Consider that when a tragic mass shooting occurs, we AGAIN have the argument about whether guns should be banned. This misses the point, because a couple years ago, some guy turned guns into digits to be freely distributed without cost to anyone in the world. In other words, a gun is now intangible. It’s information. In response, people have come up with the idea to ban 3D printers. One problem…3D printers are self-replicating and cannot possibly be banned.


Uber is a ride-sharing app that makes a bunch of special interests mad. Let’s ban it! God forbid people save a few bucks on taxi services.


Androids are becoming scary realistic. While everyone is busy trying to define and redefine the word “marriage,” others are concerned that androids will become so accessible, people will want to have sex with them.

We can’t put the genie back in the bottle.
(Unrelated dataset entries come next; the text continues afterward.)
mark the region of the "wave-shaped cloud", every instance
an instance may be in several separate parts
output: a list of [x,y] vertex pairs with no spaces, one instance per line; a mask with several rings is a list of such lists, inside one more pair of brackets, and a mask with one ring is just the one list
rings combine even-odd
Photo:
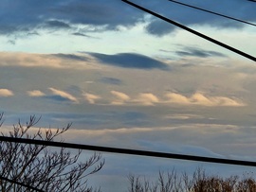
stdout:
[[9,96],[14,96],[14,94],[12,93],[12,91],[9,90],[9,89],[0,89],[0,97],[9,97]]

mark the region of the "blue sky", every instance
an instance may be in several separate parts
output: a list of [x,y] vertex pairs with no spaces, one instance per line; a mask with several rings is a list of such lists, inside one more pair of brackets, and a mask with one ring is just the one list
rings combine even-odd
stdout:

The point is, our technology is far outstripping our morality and even our ability to control it. This isn’t going to stop, either. People WILL have sex with androids. People WILL print guns and other such items in their homes. Communities will achieve energy independence separate from government control. Kids will live in virtual worlds. Governments will develop super soldiers. Wars will be fought by robots. These are new frontiers and I’m afraid our current childish models of how the world works coupled with incredibly corrupt institutions and people incapable of pondering anything beyond their own animal self-interest are woefully ill-equipped to handle them.

To bring it full circle, I believe it’s time to stop bickering about how we can all plunder one another along the lines of race, sex, gender or religion and realize that we all have to learn to produce something for the world, leaving it a little better off than it was before. Because once the need or usefulness in using another person’s wealth, resources or even body wanes, the only things left to use are human lives and souls.